Simplifying Income Statement Presentation by Eliminating the Concept of Extraordinary Items
In January 2015, the FASB issued an accounting standards update to simplify income statement classification by removing the concept of extraordinary items from U.S. GAAP. Under the new standard, an unusual and infrequent event or transaction is no longer allowed to be separately disclosed as "extraordinary." The standard retains the existing requirement to separately present items that are of an unusual nature or occur infrequently on a pre-tax basis within income from continuing operations. The new guidance also requires similar separate presentation of items that are both unusual and infrequent on a pre-tax basis within income from continuing operations. The standard allows for either prospective or retrospective application. If adopted prospectively, both the nature and amount of any subsequent adjustments to previously reported extraordinary items must be disclosed. The accounting standard will be effective for reporting periods beginning after December 15, 2015 and is not expected to have an impact on the Partnership's consolidated financial position, results of operations and cash flows.

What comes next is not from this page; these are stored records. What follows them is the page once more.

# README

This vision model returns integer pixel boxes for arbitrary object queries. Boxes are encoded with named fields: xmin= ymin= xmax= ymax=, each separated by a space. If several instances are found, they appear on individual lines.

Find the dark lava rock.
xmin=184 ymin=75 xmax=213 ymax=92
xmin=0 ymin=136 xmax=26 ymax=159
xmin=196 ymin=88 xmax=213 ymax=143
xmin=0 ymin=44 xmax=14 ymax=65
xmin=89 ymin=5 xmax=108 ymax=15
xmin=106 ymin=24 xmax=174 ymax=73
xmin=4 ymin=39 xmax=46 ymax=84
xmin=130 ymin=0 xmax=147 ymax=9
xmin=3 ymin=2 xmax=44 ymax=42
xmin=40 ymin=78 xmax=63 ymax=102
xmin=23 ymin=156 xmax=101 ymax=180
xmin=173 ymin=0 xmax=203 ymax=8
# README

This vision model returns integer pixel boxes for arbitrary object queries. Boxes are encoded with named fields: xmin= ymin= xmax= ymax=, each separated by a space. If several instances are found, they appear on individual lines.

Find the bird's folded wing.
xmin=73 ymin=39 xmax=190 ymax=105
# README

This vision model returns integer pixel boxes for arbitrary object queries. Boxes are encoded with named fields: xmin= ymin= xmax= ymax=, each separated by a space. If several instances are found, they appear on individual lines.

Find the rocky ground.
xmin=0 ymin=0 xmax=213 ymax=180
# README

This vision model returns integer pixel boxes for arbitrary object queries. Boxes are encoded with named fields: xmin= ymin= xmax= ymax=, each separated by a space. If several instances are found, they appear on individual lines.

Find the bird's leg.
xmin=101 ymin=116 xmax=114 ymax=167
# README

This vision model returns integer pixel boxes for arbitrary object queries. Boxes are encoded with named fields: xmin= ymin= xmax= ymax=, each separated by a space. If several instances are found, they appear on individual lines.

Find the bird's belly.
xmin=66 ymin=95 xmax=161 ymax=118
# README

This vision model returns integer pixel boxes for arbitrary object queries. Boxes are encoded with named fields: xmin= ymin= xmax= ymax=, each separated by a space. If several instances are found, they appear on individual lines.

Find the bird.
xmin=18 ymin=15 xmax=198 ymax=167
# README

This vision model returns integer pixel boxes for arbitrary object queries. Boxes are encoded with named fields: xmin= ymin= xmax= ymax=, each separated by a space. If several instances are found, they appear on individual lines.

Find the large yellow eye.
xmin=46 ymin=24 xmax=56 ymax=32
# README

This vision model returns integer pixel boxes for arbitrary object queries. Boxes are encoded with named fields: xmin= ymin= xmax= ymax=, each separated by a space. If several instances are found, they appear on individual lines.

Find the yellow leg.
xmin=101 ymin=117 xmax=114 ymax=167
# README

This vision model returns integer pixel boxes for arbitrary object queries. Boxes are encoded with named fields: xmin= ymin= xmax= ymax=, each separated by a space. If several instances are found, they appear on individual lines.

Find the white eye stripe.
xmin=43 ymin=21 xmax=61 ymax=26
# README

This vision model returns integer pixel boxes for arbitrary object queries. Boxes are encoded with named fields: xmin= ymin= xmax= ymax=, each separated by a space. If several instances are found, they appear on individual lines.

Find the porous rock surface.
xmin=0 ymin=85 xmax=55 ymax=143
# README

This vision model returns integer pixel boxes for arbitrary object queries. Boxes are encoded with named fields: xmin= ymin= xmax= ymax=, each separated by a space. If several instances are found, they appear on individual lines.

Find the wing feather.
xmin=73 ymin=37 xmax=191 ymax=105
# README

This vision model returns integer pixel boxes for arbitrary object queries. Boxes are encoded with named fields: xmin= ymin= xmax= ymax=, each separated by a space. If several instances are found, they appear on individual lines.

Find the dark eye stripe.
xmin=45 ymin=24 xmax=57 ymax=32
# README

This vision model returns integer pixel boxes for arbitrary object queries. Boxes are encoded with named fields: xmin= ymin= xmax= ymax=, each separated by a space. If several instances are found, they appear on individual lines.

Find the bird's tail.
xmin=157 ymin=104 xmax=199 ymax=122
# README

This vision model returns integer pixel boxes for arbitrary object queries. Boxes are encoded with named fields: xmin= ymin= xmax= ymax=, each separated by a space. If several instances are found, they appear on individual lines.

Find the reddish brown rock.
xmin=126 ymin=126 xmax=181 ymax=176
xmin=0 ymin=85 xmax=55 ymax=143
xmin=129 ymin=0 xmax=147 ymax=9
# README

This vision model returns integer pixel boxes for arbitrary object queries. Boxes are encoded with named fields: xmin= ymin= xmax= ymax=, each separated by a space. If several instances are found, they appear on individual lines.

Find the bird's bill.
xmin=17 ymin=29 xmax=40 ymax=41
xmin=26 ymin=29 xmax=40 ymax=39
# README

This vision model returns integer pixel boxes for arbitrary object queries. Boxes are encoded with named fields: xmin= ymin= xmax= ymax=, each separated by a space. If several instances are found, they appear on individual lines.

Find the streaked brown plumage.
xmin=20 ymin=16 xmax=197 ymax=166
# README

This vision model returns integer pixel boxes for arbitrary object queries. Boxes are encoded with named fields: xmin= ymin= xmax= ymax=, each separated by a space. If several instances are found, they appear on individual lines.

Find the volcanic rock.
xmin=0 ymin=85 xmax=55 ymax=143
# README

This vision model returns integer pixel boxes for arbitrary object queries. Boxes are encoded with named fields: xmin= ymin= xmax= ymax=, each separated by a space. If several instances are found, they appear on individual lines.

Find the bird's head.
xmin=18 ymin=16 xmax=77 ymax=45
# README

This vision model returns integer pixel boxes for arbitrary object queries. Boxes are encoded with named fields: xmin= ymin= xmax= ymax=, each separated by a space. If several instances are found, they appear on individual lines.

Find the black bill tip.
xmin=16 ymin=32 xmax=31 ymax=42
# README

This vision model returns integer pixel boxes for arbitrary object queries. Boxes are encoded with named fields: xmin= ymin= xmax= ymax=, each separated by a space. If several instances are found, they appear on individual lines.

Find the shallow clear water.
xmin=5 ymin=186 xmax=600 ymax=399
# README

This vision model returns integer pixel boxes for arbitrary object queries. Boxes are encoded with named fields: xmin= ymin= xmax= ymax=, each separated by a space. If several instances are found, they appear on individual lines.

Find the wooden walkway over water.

Amendments to the Consolidation Analysis
In February 2015, the FASB issued an accounting standards update making certain changes to the current consolidation guidance. The amendments affect both the variable interest entity and voting interest entity consolidation models. The new standard changes the consideration of substantive rights, related party interests and fees paid to the decision maker when applying the variable interest entity consolidation model and eliminate certain guidance for limited partnerships and similar entities under the voting interest consolidation model. The accounting standard will be effective for annual periods beginning after December 15, 2015. The Partnership is in the process of evaluating the impact that the new accounting guidance will have on its consolidated financial position, results of operations and cash flows.